Chapter 67 Clinical Use and Mechanistic Implications of Microvolt T-Wave Alternans and Signal-Averaged Electrocardiography
Microvolt T-Wave Alternans
Elizabeth S. Kaufman, Michael J. Cutler, David S. Rosenbaum
Introduction
The significance of repolarization alternans, a beat-to-beat alternation in T-wave morphology, was described almost a century ago by Sir Thomas Lewis, who noted that “alternation occurs either when the heart muscle is normal but the heart rate is very fast or when there is serious heart disease and the rate is normal.”1 In the past 25 years, clinicians have learned to exploit the phenomenon of T-wave alternans to identify serious heart disease, especially to detect patients who are at high risk of ventricular tachyarrhythmias and SCD. Whereas earlier investigators observed visible T-wave alternans in patients at risk of imminent SCD, including patients with Prinzmetal’s angina, electrolyte disorder, or QT prolongation, more recent investigators have used techniques capable of detecting invisible MTWA during modestly increased heart rate to identify patients with a significantly increased long-term risk of SCD.2–4 In the recent past, there has also arisen a need to identify patients with advanced structural heart disease whose risk of SCD is low. That is, in an age when the ICD is widely accepted as an effective (albeit expensive) means of preventing SCD, the perception of a need to identify low-risk patients who may not require an ICD is also growing.5,6 There are two major reasons for this. First, a strategy that can divert low-risk patients away from ICD implantation will increase the cost-effectiveness of ICD therapy. Second, the ability to identify low-risk patients could lead to an increase in the appropriate use of ICD therapy. There is evidence that patients who meet current criteria for primary prevention ICD implantation (based on ejection fraction alone) often do not receive ICDs.7 It is reasonable to think that both physicians and patients are more likely to accept ICD therapy if the need for such therapy can be more clearly defined. MTWA testing has shown promise for detecting patients at low risk for SCD.
In parallel with advances in the understanding of the clinical implications of MTWA testing, new insights into the cellular and tissue-level mechanisms of T-wave alternans have also become available.

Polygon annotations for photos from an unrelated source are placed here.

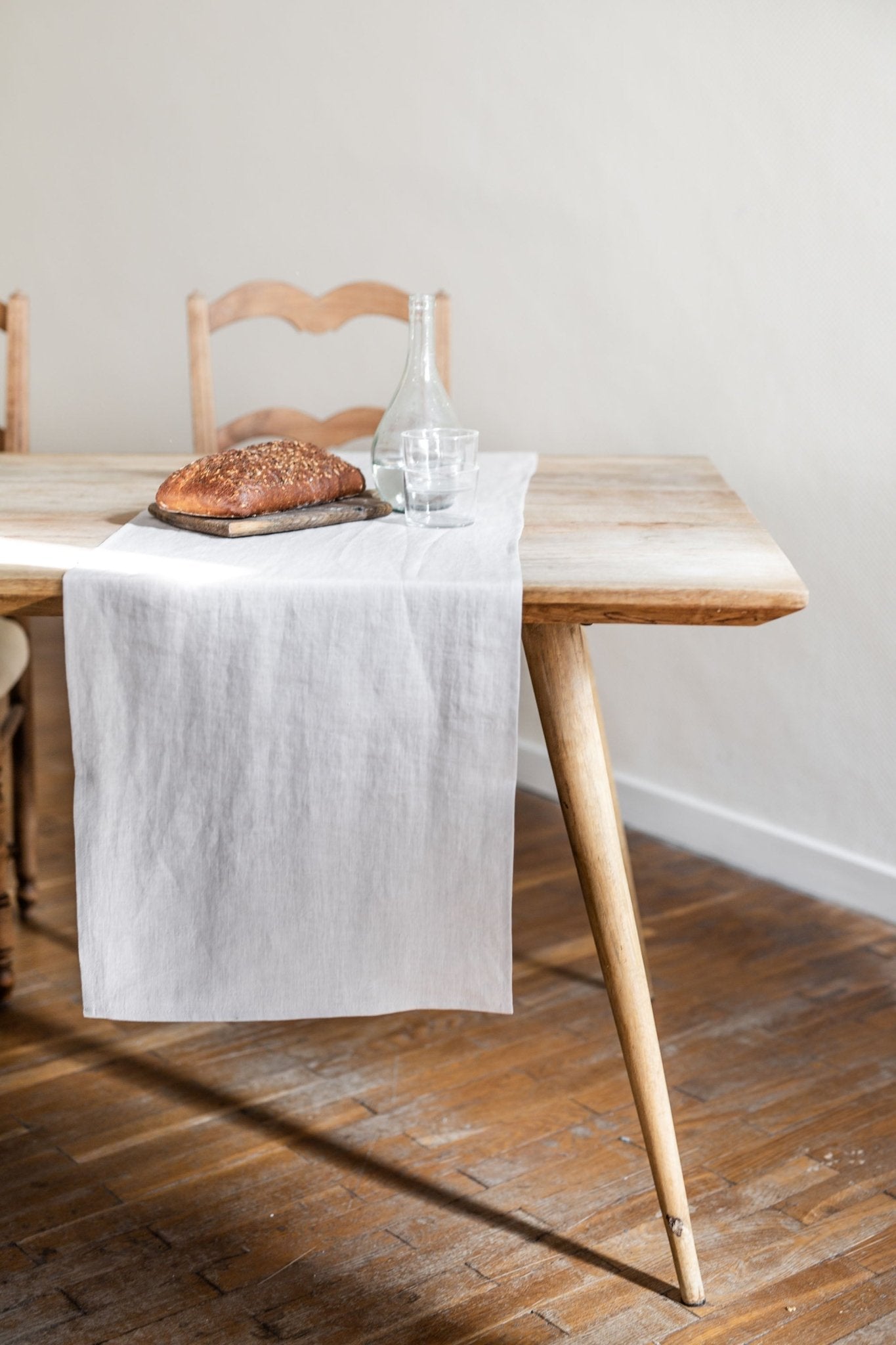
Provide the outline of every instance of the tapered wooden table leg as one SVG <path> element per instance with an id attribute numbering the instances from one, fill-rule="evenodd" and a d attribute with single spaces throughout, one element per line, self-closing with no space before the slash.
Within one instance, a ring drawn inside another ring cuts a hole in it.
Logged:
<path id="1" fill-rule="evenodd" d="M 28 623 L 21 619 L 28 632 Z M 31 664 L 24 670 L 12 701 L 21 706 L 21 722 L 12 740 L 12 815 L 16 841 L 17 900 L 21 915 L 38 900 L 38 807 L 35 802 L 35 725 Z"/>
<path id="2" fill-rule="evenodd" d="M 591 660 L 588 660 L 591 662 Z M 598 714 L 598 728 L 600 729 L 600 742 L 603 745 L 603 760 L 607 764 L 607 779 L 610 781 L 610 794 L 613 795 L 613 811 L 617 818 L 617 831 L 619 834 L 619 849 L 622 850 L 622 862 L 626 866 L 626 877 L 629 880 L 629 896 L 631 897 L 631 909 L 634 912 L 634 921 L 638 927 L 638 943 L 641 944 L 641 956 L 643 958 L 643 970 L 647 976 L 647 990 L 650 991 L 650 998 L 653 999 L 653 978 L 650 975 L 650 962 L 647 960 L 647 944 L 643 937 L 643 920 L 641 919 L 641 907 L 638 905 L 638 892 L 634 885 L 634 870 L 631 868 L 631 855 L 629 854 L 629 838 L 626 835 L 626 829 L 622 824 L 622 808 L 619 807 L 619 796 L 617 794 L 617 783 L 613 777 L 613 763 L 610 761 L 610 745 L 607 742 L 607 730 L 603 726 L 603 710 L 600 709 L 600 697 L 598 695 L 598 683 L 594 678 L 594 670 L 591 672 L 591 689 L 594 691 L 594 707 Z"/>
<path id="3" fill-rule="evenodd" d="M 685 1303 L 703 1303 L 688 1196 L 629 896 L 584 633 L 578 625 L 524 625 L 523 644 L 681 1298 Z"/>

Experimental models have shown that T-wave alternans occurs during alternation of action potential morphology, which may occur heterogeneously throughout the heart and lead to electrical instability.8 Evidence suggests that alternans of calcium cycling within the sarcoplasmic reticulum may underlie T-wave alternans.9
Mechanisms of T-Wave Alternans
In 1999, Pastore et al used high-resolution optical mapping with voltage-sensitive dye in a guinea pig model to measure alternans of action potential duration in different areas of the myocardium.8 Above a critical heart rate, groups of cells alternated out of phase with other nearby cells (i.e., short-long-short action potentials in one area coincided with long-short-long action potentials nearby). This situation led to re-entry and VF, demonstrating the mechanism linking alternans with ventricular tachyarrhythmias and SCD.

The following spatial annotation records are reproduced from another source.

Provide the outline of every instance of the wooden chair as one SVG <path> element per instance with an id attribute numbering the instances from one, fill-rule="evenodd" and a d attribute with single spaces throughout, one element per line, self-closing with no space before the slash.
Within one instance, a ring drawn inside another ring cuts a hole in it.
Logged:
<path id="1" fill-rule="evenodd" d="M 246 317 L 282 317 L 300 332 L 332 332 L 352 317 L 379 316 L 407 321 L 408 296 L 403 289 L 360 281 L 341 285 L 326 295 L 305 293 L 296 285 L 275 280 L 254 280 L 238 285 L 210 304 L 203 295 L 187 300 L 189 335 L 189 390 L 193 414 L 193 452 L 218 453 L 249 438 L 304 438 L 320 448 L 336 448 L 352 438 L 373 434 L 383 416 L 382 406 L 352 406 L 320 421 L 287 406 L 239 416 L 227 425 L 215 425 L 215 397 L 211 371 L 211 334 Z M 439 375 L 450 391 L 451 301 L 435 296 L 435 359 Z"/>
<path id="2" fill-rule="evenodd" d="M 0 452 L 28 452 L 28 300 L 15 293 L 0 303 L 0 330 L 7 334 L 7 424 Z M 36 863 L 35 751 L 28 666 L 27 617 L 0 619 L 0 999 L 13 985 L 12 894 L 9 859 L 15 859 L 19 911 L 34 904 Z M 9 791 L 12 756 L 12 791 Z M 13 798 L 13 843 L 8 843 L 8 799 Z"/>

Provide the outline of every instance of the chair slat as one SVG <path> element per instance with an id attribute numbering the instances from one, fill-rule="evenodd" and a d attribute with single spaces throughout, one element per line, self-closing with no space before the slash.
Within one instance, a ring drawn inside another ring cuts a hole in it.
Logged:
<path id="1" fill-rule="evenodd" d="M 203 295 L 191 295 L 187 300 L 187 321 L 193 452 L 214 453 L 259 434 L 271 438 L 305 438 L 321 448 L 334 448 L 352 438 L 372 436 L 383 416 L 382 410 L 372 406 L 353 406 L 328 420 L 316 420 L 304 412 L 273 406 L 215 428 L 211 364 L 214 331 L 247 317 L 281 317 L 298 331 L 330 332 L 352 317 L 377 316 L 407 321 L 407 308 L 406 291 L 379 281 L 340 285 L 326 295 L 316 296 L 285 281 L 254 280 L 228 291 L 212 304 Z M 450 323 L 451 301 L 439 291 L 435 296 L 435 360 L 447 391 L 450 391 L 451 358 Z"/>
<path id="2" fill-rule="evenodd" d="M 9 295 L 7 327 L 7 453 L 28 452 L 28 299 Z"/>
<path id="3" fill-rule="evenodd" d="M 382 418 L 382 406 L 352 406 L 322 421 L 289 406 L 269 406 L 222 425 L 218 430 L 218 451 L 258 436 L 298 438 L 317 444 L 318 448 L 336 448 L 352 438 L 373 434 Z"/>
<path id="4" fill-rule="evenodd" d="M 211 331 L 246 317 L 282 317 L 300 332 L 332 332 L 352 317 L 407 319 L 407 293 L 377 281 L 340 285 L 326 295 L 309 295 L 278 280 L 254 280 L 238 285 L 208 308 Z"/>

Two leading hypotheses for the underlying electrophysiological mechanism of action potential duration alternans have been proposed. (1) The restitution hypothesis states that alternans occurs when the cell membrane’s ion channels are not able to produce complete repolarization in time for the next action potential. Although this may be one mechanism involved in alternans, it fails to explain some observations (e.g., why alternans is seen in ischemia when the restitution slope is flat).10 (2) The other hypothesis is that alternans occurs when the heart rate exceeds the capability of cellular calcium cycling mechanisms to maintain intracellular calcium homeostasis. Pruvot et al measured simultaneous action potentials and calcium (Ca2+) transients in the guinea pig model and found consistent parallels between action potential and Ca2+ alternans both spatially and temporally. They concluded that T-wave alternans is closely associated with Ca2+ cycling. To further support the Ca2+ cycling hypothesis, reduced expression of SR Ca2+-adenosine triphosphatase, which reclaims cytosolic Ca2+, or impaired ryanodine receptor function, which is responsible for the release of Ca2+ from the sarcoplasmic reticulum, are associated with Ca2+ alternans and action potential duration alternans.11,12
Measurement of Microvolt T-Wave Alternans in Clinical Practice
Although MTWA is relatively common in high-risk patients, there are several obstacles to detecting such small (microvolt-level) fluctuations in the T wave and, in particular, to distinguishing MTWA from other sources of fluctuation in the electrocardiogram (ECG) signal. Sources of confounding signal variation include variation in heart rhythm (such as sinus arrhythmia or atrial or ventricular ectopy), respiration (a periodic source of noise), and noise at the patient-electrode interface. To detect MTWA and distinguish it from other signal variations, the spectral method was developed.13 This method involves measuring the amplitude of the T wave in sequential beats to create a time series, which is then analyzed using fast Fourier transform to produce a power spectrum (Figure 67-1). The power at 0.5 cycles/beat corresponds to every-other-beat MTWA. MTWA is reported in microvolts as alternans voltage, the square root of the power. Along with alternans voltage, alternans ratio (k) is also reported. This is alternans power divided by the standard deviation of the background noise. In contrast, a nonspectral method, called modified moving average analysis, divides beats into even and odd bins and averages the morphology of T waves in each bin over several beats at a time.14 The difference in amplitude of the odd beats versus the even beats is a measure of alternans. The modified moving average technique is susceptible to false detection of alternans in the presence of noise.15 Moreover, this technique has not yet been validated adequately as a long-term clinical risk predictor.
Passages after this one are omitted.